イエロー・マジック・オーケストラは、細野晴臣高橋幸宏坂本龍一という、偉大な才能を持ち、かつ個性の異なる人が集まって1+1+1が3以上になった.が、三人にとってはこれがデビューではない.細野はデビューして10年近い経歴があり、既に業界内の重鎮的存在だった.高橋も同様.坂本龍一スタジオミュージシャンとして活動していた.つまり、細野は国内外のミュージシャン誰にでも声をかけることのできる立場にあった.細野が声をかければ、賛同かどうかは別にして、少なくとも話は聞くだろう.だから「僕の考える最高のバンド」を作ることができた.

それ以前のキャラメル・ママも同様.はっぴいえんど解散後の細野は、頭角を現わしていた林立夫松任谷正隆に声をかけることができた.今から振り返っても、精鋭が集まっていたと思うが、集まるべくして集まったのだ.サディスティック・ミカ・バンドもそう.既に実績のある加藤和彦は、つのだひろ、高中正義といった実力ある若手ミュージシャンに声をかけてバンドを結成、高橋幸宏小原礼今井裕らが合流した.そこに不思議はない.少なくとも私は不思議には思わない.

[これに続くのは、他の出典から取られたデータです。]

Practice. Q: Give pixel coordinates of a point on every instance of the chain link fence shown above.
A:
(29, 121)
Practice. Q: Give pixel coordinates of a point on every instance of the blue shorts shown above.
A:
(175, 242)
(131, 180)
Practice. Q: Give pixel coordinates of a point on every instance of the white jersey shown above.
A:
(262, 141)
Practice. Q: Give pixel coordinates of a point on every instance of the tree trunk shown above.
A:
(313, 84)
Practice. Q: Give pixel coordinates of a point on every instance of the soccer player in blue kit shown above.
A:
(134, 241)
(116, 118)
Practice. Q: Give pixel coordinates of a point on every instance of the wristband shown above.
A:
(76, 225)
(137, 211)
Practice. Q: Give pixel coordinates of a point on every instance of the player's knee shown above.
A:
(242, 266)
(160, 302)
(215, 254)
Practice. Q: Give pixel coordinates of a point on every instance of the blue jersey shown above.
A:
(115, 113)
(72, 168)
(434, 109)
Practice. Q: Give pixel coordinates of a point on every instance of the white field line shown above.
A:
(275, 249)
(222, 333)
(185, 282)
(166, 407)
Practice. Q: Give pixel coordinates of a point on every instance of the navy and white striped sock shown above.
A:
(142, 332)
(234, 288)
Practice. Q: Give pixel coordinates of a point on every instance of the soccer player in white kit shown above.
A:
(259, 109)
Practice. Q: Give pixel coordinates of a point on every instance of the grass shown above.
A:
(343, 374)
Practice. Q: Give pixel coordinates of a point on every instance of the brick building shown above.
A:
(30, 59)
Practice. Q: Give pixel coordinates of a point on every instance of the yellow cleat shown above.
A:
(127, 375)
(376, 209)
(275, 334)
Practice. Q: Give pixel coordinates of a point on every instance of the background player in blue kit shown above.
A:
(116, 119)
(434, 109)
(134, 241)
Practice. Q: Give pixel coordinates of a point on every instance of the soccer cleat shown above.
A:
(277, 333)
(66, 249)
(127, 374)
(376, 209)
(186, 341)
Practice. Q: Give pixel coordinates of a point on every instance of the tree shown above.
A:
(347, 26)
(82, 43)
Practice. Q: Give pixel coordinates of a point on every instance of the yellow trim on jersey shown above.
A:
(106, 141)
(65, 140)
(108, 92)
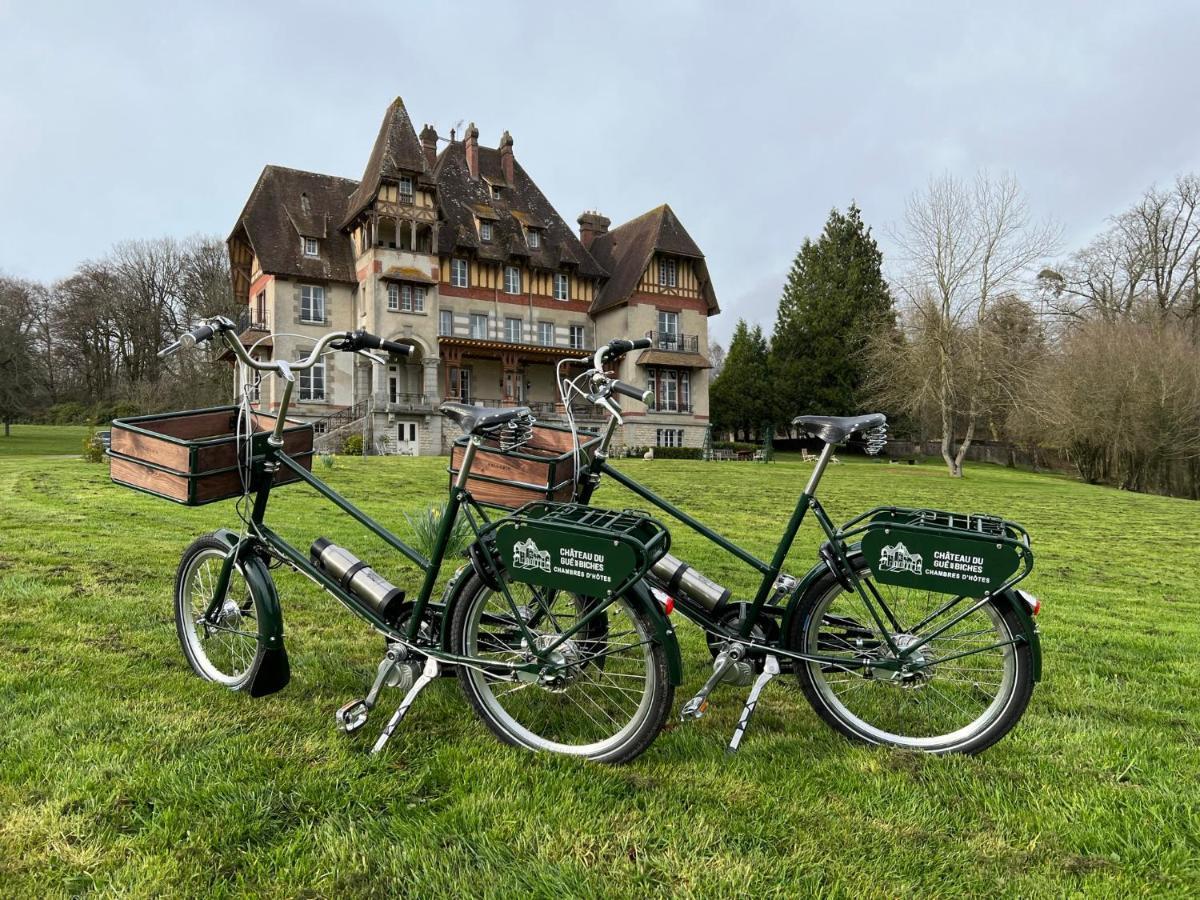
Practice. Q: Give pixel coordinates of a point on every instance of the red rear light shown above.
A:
(665, 599)
(1031, 603)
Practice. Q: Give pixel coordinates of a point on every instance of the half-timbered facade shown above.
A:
(451, 247)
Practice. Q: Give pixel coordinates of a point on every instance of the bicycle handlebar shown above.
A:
(617, 348)
(645, 396)
(199, 334)
(363, 340)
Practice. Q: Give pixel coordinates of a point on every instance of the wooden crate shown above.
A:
(543, 469)
(191, 457)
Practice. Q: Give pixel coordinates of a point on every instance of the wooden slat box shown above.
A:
(543, 469)
(191, 457)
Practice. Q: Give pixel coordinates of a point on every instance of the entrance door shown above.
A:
(408, 437)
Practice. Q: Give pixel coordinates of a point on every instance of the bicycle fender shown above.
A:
(1032, 636)
(1009, 597)
(275, 671)
(664, 631)
(801, 591)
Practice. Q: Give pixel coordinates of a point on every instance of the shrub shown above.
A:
(70, 413)
(678, 453)
(93, 448)
(425, 531)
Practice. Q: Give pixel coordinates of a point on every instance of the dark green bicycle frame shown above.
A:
(462, 503)
(771, 571)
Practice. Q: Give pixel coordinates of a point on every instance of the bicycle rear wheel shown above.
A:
(606, 697)
(947, 702)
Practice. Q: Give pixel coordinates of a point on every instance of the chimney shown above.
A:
(592, 226)
(472, 143)
(430, 144)
(507, 156)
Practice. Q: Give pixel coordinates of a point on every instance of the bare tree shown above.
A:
(1123, 400)
(965, 246)
(1143, 268)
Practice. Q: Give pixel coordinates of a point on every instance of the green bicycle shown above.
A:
(909, 631)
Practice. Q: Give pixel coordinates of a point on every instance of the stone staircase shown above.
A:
(334, 429)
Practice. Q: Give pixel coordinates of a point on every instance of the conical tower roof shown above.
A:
(396, 150)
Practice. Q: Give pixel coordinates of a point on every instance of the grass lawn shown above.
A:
(43, 439)
(120, 772)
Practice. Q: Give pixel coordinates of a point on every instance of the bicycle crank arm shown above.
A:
(696, 707)
(353, 715)
(427, 675)
(769, 670)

わからないのはその前だ.林立夫はアマチュア時代に小原礼鈴木茂とSKYというバンドを組んでいた.小原礼は高校のクラスメートだというのだが、なぜ同じクラスに小原礼がいるのだ.私は中学の時も高校の時も同じクラスに小原礼はいなかった.林立夫もいなかった.バンド活動をしていて鈴木茂に出会い、一緒にバンドを組むことになったというが、高校生が会いに行かれる距離に鈴木茂がいたというのも信じられない.

ザ・フォーク・クルセダースの三人――加藤和彦北山修、端田宣彦もそうだ.井上陽水星勝もそうだ.才能(タレント)というのは、全国に平均的に存在するのではなく、局所に偏在しているのではないか.そう考えないと辻褄が合わない.

もっとも、自分と同じクラスに小原礼がいたとしても、自分がバンドに誘われることはなかったであろうが.